Nocturnal psychosis, as subjectively evaluated by PDSS, was closely related to sialorrhea and dysphagia. It is not the first time that such an odd correlation is reported, and it has been previously related to antipsychotics intake [28]. This appears not to be the case in the present study, as antipsychotics were not statistically related to nocturnal psychosis in the logistic analysis, while dopaminergic stimulation and disease severity were. It can be possible that increased disease severity is the underlying cause of both oral symptoms and increased dopaminergic stimulation which in turn would lead to psychotic symptoms [29].

Neuropsychiatric symptoms such as depression, apathy, memory, or attention disorders were significantly related to disease severity, in line with previous findings [29]. The detected relationship with non-tricyclic antidepressants can be explained by the fact that they are usually used to treat depression, thus probably revealing a protopathic bias. Finally, gastrointestinal and genitourinary symptoms loaded in the same factor, thus revealing a common origin, probably autonomic dysfunction [30].

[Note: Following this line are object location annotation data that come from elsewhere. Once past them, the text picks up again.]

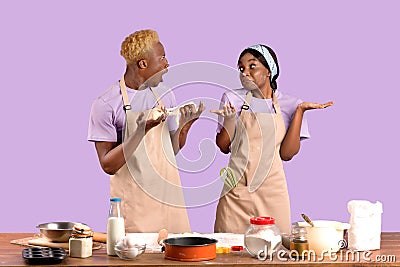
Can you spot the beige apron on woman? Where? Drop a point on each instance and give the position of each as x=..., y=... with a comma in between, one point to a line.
x=153, y=199
x=262, y=188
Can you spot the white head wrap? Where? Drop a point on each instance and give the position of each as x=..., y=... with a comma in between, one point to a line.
x=270, y=60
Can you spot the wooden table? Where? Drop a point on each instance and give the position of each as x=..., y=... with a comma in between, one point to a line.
x=389, y=254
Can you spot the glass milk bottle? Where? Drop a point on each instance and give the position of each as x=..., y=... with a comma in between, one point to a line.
x=115, y=225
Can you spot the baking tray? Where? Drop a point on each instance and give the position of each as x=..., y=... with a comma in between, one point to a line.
x=44, y=255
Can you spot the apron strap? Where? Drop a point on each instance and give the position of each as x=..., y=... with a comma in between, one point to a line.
x=276, y=104
x=125, y=98
x=159, y=102
x=247, y=102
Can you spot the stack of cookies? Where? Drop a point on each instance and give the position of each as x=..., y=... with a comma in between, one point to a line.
x=81, y=242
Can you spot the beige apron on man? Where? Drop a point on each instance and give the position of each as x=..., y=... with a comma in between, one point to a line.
x=262, y=189
x=153, y=200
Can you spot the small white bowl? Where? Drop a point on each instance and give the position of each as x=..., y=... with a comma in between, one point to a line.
x=130, y=253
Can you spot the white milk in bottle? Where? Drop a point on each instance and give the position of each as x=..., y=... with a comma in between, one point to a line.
x=115, y=225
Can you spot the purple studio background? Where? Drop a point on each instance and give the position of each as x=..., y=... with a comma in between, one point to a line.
x=57, y=56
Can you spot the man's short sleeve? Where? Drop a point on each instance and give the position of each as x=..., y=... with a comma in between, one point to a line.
x=101, y=122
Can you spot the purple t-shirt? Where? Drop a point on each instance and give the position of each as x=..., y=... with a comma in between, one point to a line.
x=287, y=103
x=107, y=117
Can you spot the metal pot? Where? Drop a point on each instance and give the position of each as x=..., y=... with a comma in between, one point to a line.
x=190, y=248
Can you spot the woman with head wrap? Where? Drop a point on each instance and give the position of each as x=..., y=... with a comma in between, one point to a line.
x=267, y=129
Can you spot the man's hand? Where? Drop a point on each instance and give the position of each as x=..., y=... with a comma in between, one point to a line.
x=155, y=117
x=190, y=114
x=309, y=105
x=228, y=111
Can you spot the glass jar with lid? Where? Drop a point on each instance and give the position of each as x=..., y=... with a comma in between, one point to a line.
x=262, y=236
x=298, y=241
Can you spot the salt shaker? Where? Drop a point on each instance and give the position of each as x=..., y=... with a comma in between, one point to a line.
x=262, y=236
x=115, y=225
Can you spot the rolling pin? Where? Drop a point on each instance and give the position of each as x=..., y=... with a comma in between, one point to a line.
x=100, y=237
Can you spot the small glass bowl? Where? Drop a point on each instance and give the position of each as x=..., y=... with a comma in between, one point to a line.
x=130, y=253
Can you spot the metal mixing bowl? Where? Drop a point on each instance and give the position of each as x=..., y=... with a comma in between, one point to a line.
x=56, y=231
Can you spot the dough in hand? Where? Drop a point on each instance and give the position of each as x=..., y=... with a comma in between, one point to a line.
x=155, y=114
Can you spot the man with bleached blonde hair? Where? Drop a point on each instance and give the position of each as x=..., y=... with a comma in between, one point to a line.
x=136, y=141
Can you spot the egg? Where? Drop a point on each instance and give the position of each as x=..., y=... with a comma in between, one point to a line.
x=129, y=241
x=132, y=253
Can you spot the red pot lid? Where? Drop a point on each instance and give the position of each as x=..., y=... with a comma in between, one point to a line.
x=262, y=220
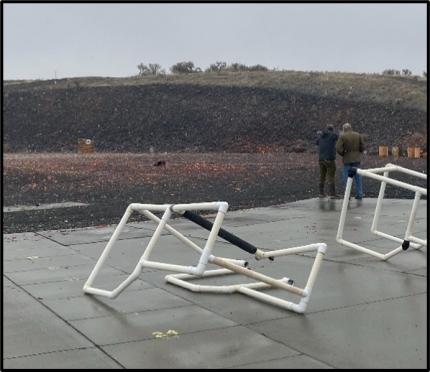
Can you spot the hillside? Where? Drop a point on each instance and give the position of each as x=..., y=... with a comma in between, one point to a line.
x=233, y=112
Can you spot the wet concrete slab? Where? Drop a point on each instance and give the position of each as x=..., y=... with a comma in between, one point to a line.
x=292, y=362
x=30, y=328
x=384, y=334
x=56, y=274
x=120, y=327
x=363, y=312
x=90, y=358
x=93, y=234
x=215, y=349
x=22, y=245
x=88, y=306
x=73, y=288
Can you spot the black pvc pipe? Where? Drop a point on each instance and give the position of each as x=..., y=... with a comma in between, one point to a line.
x=231, y=238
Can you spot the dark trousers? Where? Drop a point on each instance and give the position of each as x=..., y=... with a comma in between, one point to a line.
x=327, y=172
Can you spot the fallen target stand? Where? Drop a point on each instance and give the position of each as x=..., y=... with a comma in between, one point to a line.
x=228, y=265
x=409, y=240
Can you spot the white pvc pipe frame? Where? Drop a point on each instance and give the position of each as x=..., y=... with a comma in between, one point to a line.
x=414, y=241
x=230, y=266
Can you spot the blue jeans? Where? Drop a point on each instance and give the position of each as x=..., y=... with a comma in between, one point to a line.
x=357, y=178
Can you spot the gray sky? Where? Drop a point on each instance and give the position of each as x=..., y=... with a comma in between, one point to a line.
x=112, y=39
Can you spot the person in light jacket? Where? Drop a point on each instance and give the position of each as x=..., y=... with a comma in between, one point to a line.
x=350, y=146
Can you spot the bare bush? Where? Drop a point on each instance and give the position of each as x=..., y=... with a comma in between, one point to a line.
x=184, y=68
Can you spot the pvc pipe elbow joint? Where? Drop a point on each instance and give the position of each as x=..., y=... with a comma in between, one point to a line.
x=323, y=248
x=222, y=207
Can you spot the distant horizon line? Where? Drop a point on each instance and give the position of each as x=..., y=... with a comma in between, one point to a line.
x=214, y=72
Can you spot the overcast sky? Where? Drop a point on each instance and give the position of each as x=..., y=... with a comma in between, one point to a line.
x=41, y=40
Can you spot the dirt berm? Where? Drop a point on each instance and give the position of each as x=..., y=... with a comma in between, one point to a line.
x=233, y=113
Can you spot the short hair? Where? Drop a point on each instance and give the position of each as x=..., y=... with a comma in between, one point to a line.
x=347, y=127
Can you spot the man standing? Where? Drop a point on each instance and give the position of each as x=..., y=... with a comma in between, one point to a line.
x=327, y=159
x=350, y=146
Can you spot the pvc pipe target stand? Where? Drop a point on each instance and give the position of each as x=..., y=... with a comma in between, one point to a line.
x=227, y=265
x=409, y=240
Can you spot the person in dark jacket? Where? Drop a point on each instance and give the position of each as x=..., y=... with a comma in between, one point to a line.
x=350, y=146
x=327, y=159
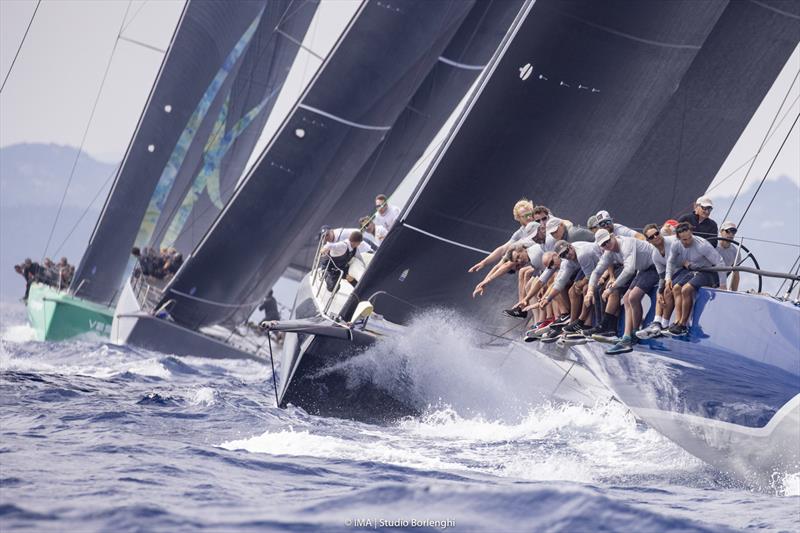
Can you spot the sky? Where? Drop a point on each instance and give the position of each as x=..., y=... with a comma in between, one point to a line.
x=51, y=91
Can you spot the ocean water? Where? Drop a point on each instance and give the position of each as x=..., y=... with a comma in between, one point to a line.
x=99, y=437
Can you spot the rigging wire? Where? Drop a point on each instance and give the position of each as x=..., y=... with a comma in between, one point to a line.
x=788, y=134
x=785, y=279
x=86, y=210
x=134, y=16
x=19, y=48
x=86, y=130
x=771, y=135
x=763, y=142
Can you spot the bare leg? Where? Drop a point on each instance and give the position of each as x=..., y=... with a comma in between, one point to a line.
x=669, y=305
x=524, y=274
x=633, y=308
x=677, y=299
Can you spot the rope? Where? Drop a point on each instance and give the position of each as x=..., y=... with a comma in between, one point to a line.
x=19, y=48
x=771, y=135
x=86, y=210
x=768, y=170
x=272, y=364
x=790, y=269
x=211, y=302
x=763, y=142
x=86, y=130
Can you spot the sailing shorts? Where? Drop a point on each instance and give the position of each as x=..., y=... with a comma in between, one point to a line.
x=695, y=279
x=621, y=289
x=646, y=279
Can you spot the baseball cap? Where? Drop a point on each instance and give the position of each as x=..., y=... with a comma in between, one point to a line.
x=603, y=216
x=532, y=228
x=704, y=201
x=601, y=237
x=560, y=247
x=552, y=224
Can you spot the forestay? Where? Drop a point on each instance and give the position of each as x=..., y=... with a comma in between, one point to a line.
x=576, y=100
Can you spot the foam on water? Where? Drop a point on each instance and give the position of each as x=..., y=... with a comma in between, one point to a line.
x=553, y=442
x=18, y=333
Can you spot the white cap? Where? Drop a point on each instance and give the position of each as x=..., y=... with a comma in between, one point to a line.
x=552, y=224
x=704, y=201
x=601, y=237
x=602, y=216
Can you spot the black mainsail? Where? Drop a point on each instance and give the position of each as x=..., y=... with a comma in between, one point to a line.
x=208, y=99
x=347, y=110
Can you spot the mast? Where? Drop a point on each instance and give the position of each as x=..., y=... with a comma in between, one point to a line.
x=443, y=88
x=186, y=118
x=567, y=109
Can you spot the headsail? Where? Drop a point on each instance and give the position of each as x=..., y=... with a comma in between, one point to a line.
x=567, y=109
x=199, y=82
x=345, y=113
x=456, y=70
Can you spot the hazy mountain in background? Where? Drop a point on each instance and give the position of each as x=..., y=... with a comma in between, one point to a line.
x=33, y=177
x=774, y=216
x=32, y=181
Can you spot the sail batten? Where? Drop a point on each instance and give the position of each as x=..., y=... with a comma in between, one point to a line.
x=535, y=130
x=367, y=81
x=443, y=88
x=212, y=93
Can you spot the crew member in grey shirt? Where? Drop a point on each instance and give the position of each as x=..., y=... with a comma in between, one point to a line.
x=691, y=252
x=604, y=221
x=661, y=244
x=560, y=232
x=575, y=263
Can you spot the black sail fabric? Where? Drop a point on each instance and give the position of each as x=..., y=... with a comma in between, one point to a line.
x=560, y=118
x=235, y=126
x=716, y=99
x=345, y=113
x=203, y=59
x=458, y=67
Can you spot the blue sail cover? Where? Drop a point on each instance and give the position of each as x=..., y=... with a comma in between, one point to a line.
x=349, y=107
x=240, y=114
x=457, y=69
x=197, y=111
x=581, y=98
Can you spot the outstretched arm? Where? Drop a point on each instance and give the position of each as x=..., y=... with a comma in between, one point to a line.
x=491, y=258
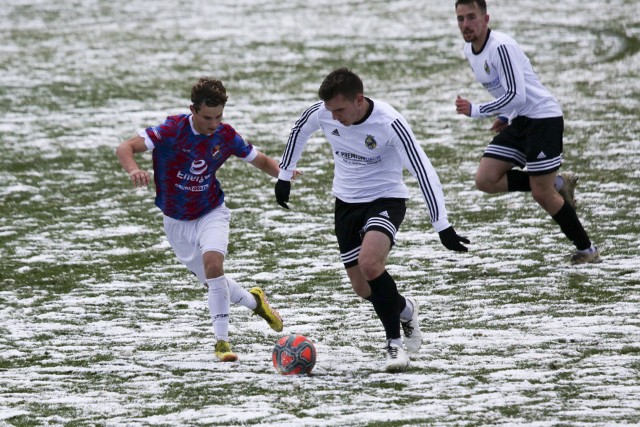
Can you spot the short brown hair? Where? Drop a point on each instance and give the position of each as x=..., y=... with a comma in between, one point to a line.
x=482, y=4
x=209, y=92
x=341, y=82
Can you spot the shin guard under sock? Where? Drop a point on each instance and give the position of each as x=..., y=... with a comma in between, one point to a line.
x=571, y=226
x=386, y=302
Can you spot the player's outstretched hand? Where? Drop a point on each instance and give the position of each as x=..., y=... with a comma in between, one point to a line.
x=283, y=189
x=451, y=240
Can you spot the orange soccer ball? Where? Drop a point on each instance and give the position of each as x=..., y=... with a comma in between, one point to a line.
x=293, y=355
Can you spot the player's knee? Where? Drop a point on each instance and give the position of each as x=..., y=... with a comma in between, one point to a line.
x=370, y=268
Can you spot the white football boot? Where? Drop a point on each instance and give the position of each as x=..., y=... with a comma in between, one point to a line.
x=411, y=328
x=397, y=359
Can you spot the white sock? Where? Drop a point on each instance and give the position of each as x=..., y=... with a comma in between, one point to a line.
x=241, y=296
x=407, y=313
x=218, y=300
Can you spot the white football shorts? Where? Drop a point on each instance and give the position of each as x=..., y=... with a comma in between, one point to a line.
x=191, y=239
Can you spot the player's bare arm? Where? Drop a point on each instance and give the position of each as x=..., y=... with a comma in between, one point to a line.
x=125, y=153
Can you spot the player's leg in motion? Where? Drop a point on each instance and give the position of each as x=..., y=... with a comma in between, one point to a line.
x=384, y=296
x=218, y=299
x=544, y=192
x=224, y=291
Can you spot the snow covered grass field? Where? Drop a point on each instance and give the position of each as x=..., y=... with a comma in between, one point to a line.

In conclusion, EFA found 5 groups of NMS, including troubled sleep, nocturia, gastrointestinal/genitourinary symptoms, sialorrhea/psychotic symptoms, and NPS symptoms, which were related to some PD characteristics. These preliminary findings, resulting from a pilot exploratory study, can be useful for hypothesis generation as well as for planning of future studies.

Conflict of Interests

S. P. Lloret, M. Rossi, M. Merello and D. P. Cardinali have no proprietary, financial, professional, nor any other personal interest of any kind in any product or services and/or company that could be construed or considered to be a potential conflict of interests that might have influenced the views expressed in this paper. O. Rascol has acted as an advisor for most drug companies developing antiparkinsonian medications and has received unrestricted scientific grants from GSK, Novartis, Boehringer-Ingelheim, Faust Pharmaceuticlas, Eisai, Lundbeck, TEVA, Euthérapie, and Solvay.

Acknowledgment

D. P. Cardinali is a Research Career Awardee from the Argentine National Research Council (CONICET), Argentina.